Nenek, Sakit, Anak, dan Pekerjaan
Oleh Agung Kuswantoro
Setiap kali anak sakit atau hanya imunisasi, saya berusaha mengantarkannya. Bahkan, dapat dikatakan selalu mengantarkannya. Karena, tidak tega istri kewalahan repot membawa anak. Belum lagi barangnya. Terlebih tempatnya agak jauh, sehingga butuh supir untuk mengantarkannya.
Setiba di klinik, ada banyak sesuatu yang menarik. Ada “Pemandangan” yang menarik di klinik tersebut yaitu anak, nenek, orang tua, dan tante. Suatu ketika, ada orang tua – umurnya kurang lebih 50 tahunan – menghampiri dan mengajak cerita kepada saya. Berikut percakapannya kurang lebih seperti ini:
Ibu : “Anaknya sakit, ya Mas?”
Saya : “Iya Bu, panas dan batuk! Lalu saya bertanya, “Putri, Ibu sakit apa?”

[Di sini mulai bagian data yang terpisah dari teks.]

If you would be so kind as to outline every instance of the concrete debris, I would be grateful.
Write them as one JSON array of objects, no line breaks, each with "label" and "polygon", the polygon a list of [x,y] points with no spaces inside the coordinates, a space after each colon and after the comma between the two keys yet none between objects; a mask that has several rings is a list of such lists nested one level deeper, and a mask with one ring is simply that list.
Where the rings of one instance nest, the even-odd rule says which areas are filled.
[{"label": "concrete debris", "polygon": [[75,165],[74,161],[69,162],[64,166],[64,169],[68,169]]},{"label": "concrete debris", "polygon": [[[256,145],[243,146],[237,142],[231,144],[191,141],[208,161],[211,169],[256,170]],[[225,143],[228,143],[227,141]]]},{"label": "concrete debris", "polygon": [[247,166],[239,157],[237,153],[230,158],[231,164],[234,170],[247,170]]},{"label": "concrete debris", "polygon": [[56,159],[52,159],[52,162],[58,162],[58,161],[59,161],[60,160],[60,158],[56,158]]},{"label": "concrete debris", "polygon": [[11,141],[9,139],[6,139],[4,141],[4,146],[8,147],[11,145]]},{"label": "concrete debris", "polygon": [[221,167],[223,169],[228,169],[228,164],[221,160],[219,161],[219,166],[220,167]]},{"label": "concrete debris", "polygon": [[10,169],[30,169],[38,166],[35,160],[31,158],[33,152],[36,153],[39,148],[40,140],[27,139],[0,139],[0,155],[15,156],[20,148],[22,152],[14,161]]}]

Ibu : “Ini, bukan anak saya. Ini cucu. Bapak dan ibunya kerja. Kedua, berangkat malam”.
Saya : Diam dan tersenyum, sembari melihat anak yang sakit digendong Ibu tadi.
Jadi, ada nenek yang mengantarkan cucunya sakit ke klinik, dimana kedua orang tuanya sedang bekerja malam hari. Melihat kejadian ini, hati saya berkata “makjleb” dan cukup melihat tatapan mata anak yang sakit saja, merasa iba untuk menahan sakitnya.
Pastinya, saya tidak memahami apa yang terjadi, namun hanya membatin betapa, sakit anak tersebut. Tangisannya butuh perhatian. Bahasa saya, mengatakan seperti itu. Malam itu, anak tersebut dalam posisi “yatim kasih sayang”. Karena kasih sayangnya bergeser dari orang tua ke neneknya.
Saya tidak tahu, jika saya sebagai orang tua dalam posisi itu. Pastinya, saya harus ambil keputusan. Antara bekerja atau ngemong. Dimana, ada dua pilihan harus pilih salah satu. Pasti, ada konsekuensinya.
Rumusnya adalah jika bekerja, maka dapat uang, lalu kaya, tetapi anaknya tidak bersama dengan saya. Jika momong, maka saya tidak dapat uang, lalu hidup dalam keterbatasan material (baca: uang pas-pasan, bahkan kurang), tetapi anak bersama saya.
Jika rumus itu dilanjutnya, maka muncul dampak. Kurang lebih seperti ini. Jika anak tidak bersama saya, maka kasih sayang akan di “alihkan” ke orang lain. Siapa orang lain? Nenek, pembantu rumah tangga, atau penitipan anak. Hilanglah kasih sayang saya (baca: orang tua) kepada saya. Lalu, lidah anak akan kaku memanggil nama saya, selaku orang tuanya. Anak akan memanggil nama yang mengasihinya, yaitu nama nenek, nama pembantu rumah tangganya atau nama pengasuh di sekolah titipan anak.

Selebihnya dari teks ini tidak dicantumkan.